As carnivores, your cat probably shouldn’t have a large proportion of grains in their diet, however, it is perfectly safe for your cat to eat grains on occasion. Most cat foods and treats use grains as a binding agent, but most prepared cat foods and treats don’t use high quality whole grains. Besides, if your cat enjoys it, a little human-grade brown rice, oats, quinoa, or whole grain flour can add healthful fiber to their diet! Just remember – experts recommend yeast dough products make up no more than 5 to 10% of your cat’s diet and you should never feed your cat raw dough.
That’s right!While cats prefer and are healthiest on a primarily protein-based diet, vegetables are good for them too. Vegetables not only offer healthful vitamins and minerals, they add fiber which aids your pet’s digestive systems and promotes the elimination of environmental toxins they encounter. Recommended vegetables include cooked carrots, asparagus, broccoli, green bean, winter squash, and chopped greens.
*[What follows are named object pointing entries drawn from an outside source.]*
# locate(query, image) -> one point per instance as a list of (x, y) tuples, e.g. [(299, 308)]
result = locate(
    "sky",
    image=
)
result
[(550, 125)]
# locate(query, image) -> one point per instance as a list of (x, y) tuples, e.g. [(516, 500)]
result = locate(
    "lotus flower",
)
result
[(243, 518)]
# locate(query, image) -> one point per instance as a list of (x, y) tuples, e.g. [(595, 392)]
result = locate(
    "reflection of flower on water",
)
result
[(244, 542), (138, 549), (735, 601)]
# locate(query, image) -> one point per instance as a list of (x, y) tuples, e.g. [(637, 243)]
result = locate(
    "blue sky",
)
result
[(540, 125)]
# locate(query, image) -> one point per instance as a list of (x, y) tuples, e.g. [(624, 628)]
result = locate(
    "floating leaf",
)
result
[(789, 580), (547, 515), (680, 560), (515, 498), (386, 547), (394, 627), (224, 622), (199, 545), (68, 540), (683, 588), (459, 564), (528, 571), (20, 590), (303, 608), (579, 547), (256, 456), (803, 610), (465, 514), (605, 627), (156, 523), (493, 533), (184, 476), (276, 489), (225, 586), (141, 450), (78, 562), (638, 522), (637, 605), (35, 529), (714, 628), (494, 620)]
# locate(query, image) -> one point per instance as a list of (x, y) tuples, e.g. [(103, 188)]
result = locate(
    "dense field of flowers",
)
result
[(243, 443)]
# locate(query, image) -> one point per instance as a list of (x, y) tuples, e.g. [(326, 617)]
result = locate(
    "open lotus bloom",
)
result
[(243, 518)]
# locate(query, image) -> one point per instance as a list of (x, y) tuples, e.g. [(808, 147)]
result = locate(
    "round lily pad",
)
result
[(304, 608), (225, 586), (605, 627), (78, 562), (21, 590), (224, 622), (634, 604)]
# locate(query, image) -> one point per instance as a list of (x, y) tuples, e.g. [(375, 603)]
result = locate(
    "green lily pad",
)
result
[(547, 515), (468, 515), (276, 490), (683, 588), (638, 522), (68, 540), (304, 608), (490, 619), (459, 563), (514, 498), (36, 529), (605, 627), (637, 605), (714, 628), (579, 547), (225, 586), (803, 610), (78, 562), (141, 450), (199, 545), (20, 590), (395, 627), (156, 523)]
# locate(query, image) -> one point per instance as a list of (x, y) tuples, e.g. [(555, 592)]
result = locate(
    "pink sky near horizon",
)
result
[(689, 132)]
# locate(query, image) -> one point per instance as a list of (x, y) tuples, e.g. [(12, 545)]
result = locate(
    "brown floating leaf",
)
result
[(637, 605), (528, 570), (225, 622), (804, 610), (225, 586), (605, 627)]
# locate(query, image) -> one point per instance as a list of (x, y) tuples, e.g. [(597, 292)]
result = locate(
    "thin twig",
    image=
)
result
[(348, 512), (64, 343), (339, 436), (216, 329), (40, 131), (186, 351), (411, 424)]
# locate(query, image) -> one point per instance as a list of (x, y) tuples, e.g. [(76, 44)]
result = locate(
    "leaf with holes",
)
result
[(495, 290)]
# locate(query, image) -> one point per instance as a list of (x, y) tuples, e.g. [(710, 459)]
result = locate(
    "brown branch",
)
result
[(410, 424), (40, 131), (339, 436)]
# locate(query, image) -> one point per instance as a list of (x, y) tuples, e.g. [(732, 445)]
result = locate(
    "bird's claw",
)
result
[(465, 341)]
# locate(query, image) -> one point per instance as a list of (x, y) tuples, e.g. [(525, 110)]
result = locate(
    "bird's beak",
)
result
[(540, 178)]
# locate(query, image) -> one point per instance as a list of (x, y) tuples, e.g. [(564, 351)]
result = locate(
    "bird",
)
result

Cooked eggs which are high in protein, B vitamins, selenium and phosphorus, are a great sometimes treat for cats. Notice though, that I say “cooked.” While some knowledgeable people promote raw eggs for cats, the risk of salmonella and other potential diseases, make most veterinarians recommend against their use. While I’ll leave that choice up to you, I don’t feel the risk is worth the little bit of extra nutrients to me. It’s also important to note that some cats are allergic to eggs, so the first time you give your kitty some, offer only a small amount and keep a lookout for any symptoms of digestive upset – vomiting or diarrhea.
As with vegetables, fruit provides healthful fiber that helps keep your cat’s digestive system running smoothly. Experts say melons – cantaloupe, honeydew, and watermelon – are all good choices. Interestingly though, it’s not the sugar content that makes cats like melons. In fact, recent studies show cats (and other carnivores like them) can’t taste sweet at all! They’re completely carb blind. Rather, what they like about melon, is the water content, and what they like about bananas- another expert recommended fruit for cats- is the fat. In both cases, moderation is key. Remember cats are carnivores and should therefore have a diet that is mainly meat-based. When too much of the diet is made up of non-meat foods, cats can develop problems with diarrhea.
As cats are natural carnivores, cooked meat is the natural choice for a special treat. Once again, notice I say cooked. While I can personally verify cats can and do eat raw wild creatures (such as the moles in my yard), modern meat industry practices make raw meat purchased from your store a risky choice. In many vets and my own opinion, it’s not worth the risk. Also, because too much fat can lead to digestive issues, lean meat like chicken and turkey are probably best, though red meat can be offered in small amounts. Natural protein, vitamins, and minerals are all benefits of supplementing your cat’s diet with cooked meat!
While it’s true that grown cats tend to be mildly lactose intolerant, cheese is naturally lower in lactose than milk, and low or lactose-free milk products can be substituted. Small amounts added to your cats diet can provide them with added calcium and protein.